Jude and Mina’s love story begins as a charming encounter, both of them getting locked in the same restaurant bathroom. Eventually we see a beautiful wedding, Jude singing a love song in Italian, and Mina looking truly angel-like. The couple become parents. If Mina seemed slightly worrying during her pregnancy – refusing to eat, to visit the doctors and severely trusting on her intuition – now she is paranoid, shielding the kid even from the sunlight. With Adam fretting over the health and safety of the child, Mina grows into a more and more intuitive creature, mystically refusing to see the fact, that, for example, the baby is simply not growing. The father smuggles ham and other kinds of meat to the baby’s diet and slowly realises that he cannot leave his son with Mina as she’s deep in denial and insists on keeping the child sheltered from the world outside, looking more demented as the days go by.
Costanzo claims that the aim behind this film was to simply tell the story of love and to look at these characters with tenderness, seeing as, in his opinion, there is no right or wrong in this situation. However, the framing of Hungry Hearts suggests otherwise. Set in a claustrophobic New York apartment, it portrays Mina as an obsessive New Age lunatic, responding to Adam’s arguments with weak statements about her feelings. Now, she is not insane – though Alba Rohrwacher’s fantastic acting bounces Mina in-between utter hopelessness and blind-eyed denial – she’s merely overprotective. Costanzo sees this clash between husband and wife as a struggle between tradition and modernity.
The script does not give enough weapons for Mina to stand on her own, and Costanzo’s claustrophobic framing renders her into a simple hysterical woman whose overbearing love for her child has turned into a dangerous obsession.

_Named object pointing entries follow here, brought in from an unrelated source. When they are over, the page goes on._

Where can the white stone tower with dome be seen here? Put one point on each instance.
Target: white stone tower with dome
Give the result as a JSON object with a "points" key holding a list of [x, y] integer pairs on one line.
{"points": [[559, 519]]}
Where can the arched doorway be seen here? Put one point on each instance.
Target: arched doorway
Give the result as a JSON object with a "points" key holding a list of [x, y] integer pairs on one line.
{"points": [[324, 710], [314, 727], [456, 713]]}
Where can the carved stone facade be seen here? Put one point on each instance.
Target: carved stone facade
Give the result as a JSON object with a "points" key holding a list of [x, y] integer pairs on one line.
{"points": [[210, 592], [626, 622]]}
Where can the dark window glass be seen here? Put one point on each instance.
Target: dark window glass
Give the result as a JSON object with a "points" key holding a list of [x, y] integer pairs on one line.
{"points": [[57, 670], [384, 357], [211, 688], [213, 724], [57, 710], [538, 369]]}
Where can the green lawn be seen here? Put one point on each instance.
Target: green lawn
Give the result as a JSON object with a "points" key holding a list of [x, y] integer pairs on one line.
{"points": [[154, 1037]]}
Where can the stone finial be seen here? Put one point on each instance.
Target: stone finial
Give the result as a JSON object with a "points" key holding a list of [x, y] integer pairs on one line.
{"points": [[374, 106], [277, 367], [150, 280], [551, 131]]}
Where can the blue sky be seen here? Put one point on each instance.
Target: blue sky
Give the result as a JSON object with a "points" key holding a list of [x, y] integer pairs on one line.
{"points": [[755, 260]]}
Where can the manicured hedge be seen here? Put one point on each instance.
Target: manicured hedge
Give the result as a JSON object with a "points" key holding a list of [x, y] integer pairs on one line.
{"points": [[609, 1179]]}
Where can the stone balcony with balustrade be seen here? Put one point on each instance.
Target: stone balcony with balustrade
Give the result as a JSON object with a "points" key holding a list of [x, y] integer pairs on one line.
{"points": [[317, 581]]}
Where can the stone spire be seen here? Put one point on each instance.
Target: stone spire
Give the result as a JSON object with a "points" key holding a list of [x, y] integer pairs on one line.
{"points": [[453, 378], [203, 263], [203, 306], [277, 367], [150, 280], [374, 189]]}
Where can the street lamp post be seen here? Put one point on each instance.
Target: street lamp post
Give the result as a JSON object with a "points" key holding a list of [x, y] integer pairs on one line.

However, I see the recycling of an overused cultural trope, that of women belonging to nature, purity and feeling, and men being rational, logical and pragmatic; Mina is chaos, and Adam is order. The script does not give enough weapons for Mina to stand on her own, and Costanzo’s claustrophobic framing renders her into a simple hysterical woman whose overbearing love for her child has turned into a dangerous obsession. This contrast is also prominent between daughter and mother-in-law (Roberta Maxwell), whose house stands for everything that Mina doesn’t believe in. Yet Mina’s reaction is simple: “I do not think this is a good place; I can feel it”. Obviously, Adam counters this statement with rationality.
What are we meant to think of Mina? Is she a caring mother or a delusional New Age hippy? Perhaps Adam is the one who’s wrong, refusing to see outside of narrow tradition-based logic? Sadly, the film does not give enough space for the debate, Adam’s position of logic and rationale being the only choice for the baby to survive. Mina’s obsession with the baby’s safety manifests through the ever-so-old trope of ‘mother knows best’, and that, according to this film, is the only argument needed. This clash of ideas climaxes in a grotesquely tragic finale, suggesting violence instead of dialogue.
Hungry Hearts has the potential to be a thrilling suspense drama, wielding a Hitchcock-worthy soundtrack studded with paranoia-inducing string passages, chilling cinematography and great work by the acting duet, but its plot does not provide enough space for constructive dialogue, resulting in yet another film about hysterical women on the verge of a nervous breakdown, not listening to wise advice from their husbands and thus creating tragedy around them.